Paul Walsh, director of recruitment consultants Acumen Resources, told the conference that insolvency was still a real risk for life companies and that its likelihood had increased in times of low returns.

He said that life offices should look at reducing their annual bonuses for with-profits and unitised with-profits policies. Walsh said it was important in times of reducing investment returns to strike a balance between cutting bonus rates and adhering to ‘smoothing’ rules that may no longer be suitable in a new investment environment.

He highlighted the finding in the survey that almost 80 per cent of respondents thought policyholders were not being fully made aware of the impact of lower future investment returns.

Gerry O’Carroll, partner at Watson Wyatt, examined the recent move from a defined benefit system to a defined contribution one, and argued that it was a result of increased individualisation in society. He also outlined the advances in actuarial technology and demonstrated how it could assist actuaries in their projections.

John Bristow, professor of economics at TCD, asked whether the historically unprecedented Irish economic boom could continue much longer. He outlined the relevant economic theory on the matter, examined the experience of other economies that have undergone high growth over long periods of time and considered the possible factors that could derail the economy.
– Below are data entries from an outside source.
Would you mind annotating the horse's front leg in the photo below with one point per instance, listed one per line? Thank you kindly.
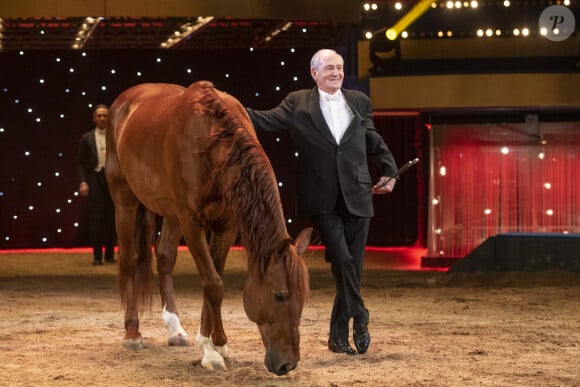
(166, 252)
(211, 320)
(211, 336)
(134, 268)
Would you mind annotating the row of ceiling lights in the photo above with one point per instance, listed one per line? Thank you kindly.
(450, 4)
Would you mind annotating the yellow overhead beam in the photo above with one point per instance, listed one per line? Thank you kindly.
(419, 9)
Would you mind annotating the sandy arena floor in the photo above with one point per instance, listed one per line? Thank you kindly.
(62, 325)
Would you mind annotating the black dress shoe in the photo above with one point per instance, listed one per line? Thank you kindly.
(340, 346)
(362, 337)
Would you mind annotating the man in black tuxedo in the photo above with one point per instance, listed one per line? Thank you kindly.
(333, 131)
(91, 174)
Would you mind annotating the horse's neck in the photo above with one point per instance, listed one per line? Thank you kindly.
(261, 229)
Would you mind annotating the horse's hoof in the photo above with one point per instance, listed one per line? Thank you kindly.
(215, 365)
(133, 344)
(179, 341)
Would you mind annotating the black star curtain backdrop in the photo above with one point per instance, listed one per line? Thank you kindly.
(46, 104)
The TCD professor called on the Minister of Finance to reverse the recent policy of give-away budgets in order to dampen down the clear signs of overheating in the non-traded sector of the economy. However, he doubted if the minister would heed his advice and predicted that the domestic pressures would continue.

Bristow said that the labour supply could be a real constraint on growth in the medium term and advocated a relaxation of immigration restrictions for all types of workers.

He added that growth could be harmed by a reduction in export demand resulting from a slackening of growth in our trading partners, but he saw no reasons for this happening in the near future.